Drawing (Wrong) Conclusions from Analytics
Data-driven design is all the rage these days. Companies everywhere are utilizing big data to make decisions for their products every single day. But, big data does not equal good data. Data without context can drive incorrect, bad, or harmful decisions.
Let’s say you have a mobile app product. You are using an analytics tool like Firebase or UXCam that tells you how people use the app – everything from where they navigate, what buttons they tap, how much money they spend, and how much time they spend in the app. You notice that a certain feature you built & released 6 months ago hasn’t been used a single time. Not. One. Time. Your first instinct could be to remove that feature entirely. No one’s using it, why not? Well, let’s consider a few possibilities. Did it solve the right problem for your users? Did you pinpoint a problem, but your solution wasn’t the right one? Did no one notice that feature was added to the menu? Did the name you chose for the menu item make people think it was something else entirely, but they actually did need the feature you released?
Take this cautionary tale from this InfoWorld blog, for instance.
One of the classic stories of how data out of context can lead to distorted conclusions comes from Harvard University professor Gary King, director of the Institute for Quantitative Social Science. A Big Data project was attempting to use Twitter feeds and other social media posts to predict the U.S. unemployment rate, by monitoring key words like “jobs,” “unemployment,” and “classifieds.”
Using an analytics technique called sentiment analysis, the group collected tweets and other social media posts that included these words to see if there were correlations between an increase or decrease in them and the monthly unemployment rate.
While monitoring them, the researchers noticed a huge spike in the number of tweets containing one of those key words. But, as King noted, they later discovered it had nothing to do with unemployment. “What they hadn’t noticed was Steve Jobs died,” he said.
Infoworld.com article
With data-driven design, it’s important to use a mix of qualitative and quantitative methods. Quantitative data tells you who, what, when, and where something is happening. Qualitative data tells you how and why it’s happening. Non-numerical data is still data.
Consider another seemingly positive metric – time spent on a page. You’ve noticed users in your app are spending a lot of time on one specific screen – GREAT! You’ve delivered something that is valuable to your users – champagne all around. Or is it? Time spent on a page tells you just that – how long someone was there. What it won’t tell you is that, of the potential reasons someone spent an exorbitant amount of time on that page, was because the form they were filling out froze and they had to fill it out three times before it went through successfully, or that they had to read and re-read the page 2-3 times looking for specific information and couldn’t find it.
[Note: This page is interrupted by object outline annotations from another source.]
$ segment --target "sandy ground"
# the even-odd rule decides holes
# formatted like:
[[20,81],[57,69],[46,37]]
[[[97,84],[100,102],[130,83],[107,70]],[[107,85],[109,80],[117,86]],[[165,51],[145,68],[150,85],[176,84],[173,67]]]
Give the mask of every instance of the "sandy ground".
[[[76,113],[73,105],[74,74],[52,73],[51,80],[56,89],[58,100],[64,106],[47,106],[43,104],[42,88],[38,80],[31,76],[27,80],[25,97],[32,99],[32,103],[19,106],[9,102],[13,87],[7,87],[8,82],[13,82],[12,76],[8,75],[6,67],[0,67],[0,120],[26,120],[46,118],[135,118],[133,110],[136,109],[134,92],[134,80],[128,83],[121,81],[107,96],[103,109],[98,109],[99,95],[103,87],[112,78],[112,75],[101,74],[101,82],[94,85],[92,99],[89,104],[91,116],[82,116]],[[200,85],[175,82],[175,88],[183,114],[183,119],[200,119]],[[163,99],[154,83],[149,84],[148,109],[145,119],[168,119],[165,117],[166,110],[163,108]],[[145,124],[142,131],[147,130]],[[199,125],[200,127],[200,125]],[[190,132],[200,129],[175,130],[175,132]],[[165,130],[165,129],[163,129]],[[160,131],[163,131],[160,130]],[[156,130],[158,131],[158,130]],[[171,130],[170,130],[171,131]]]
That time spent could have been a positive experience or a negative one – but only one of those will result in better user retention or happier customers.
In order to build user-centered products, you should balance your data with input and feedback from real people. Design decisions should be based on UX research findings and insights from real users. The very definition of user experience is that you should be designing products for and with real people. Data can help improve your product in a number of ways. Data can help:
- Prove that your product is on track
- Reveal pain points or opportunities for improvement
- Discover new trends or patterns
- Show that your iterative improvements are working
Data can help you find the problem but shouldn’t dictate how you solve the problem. It’s easy to jump to conclusions in an effort to save time. Data is a tool, not a solution. Data should validate your design decisions, not drive them. There’s a difference. Ensure that you’re balancing your quantitative data with your qualitative to build a truly user-centered product.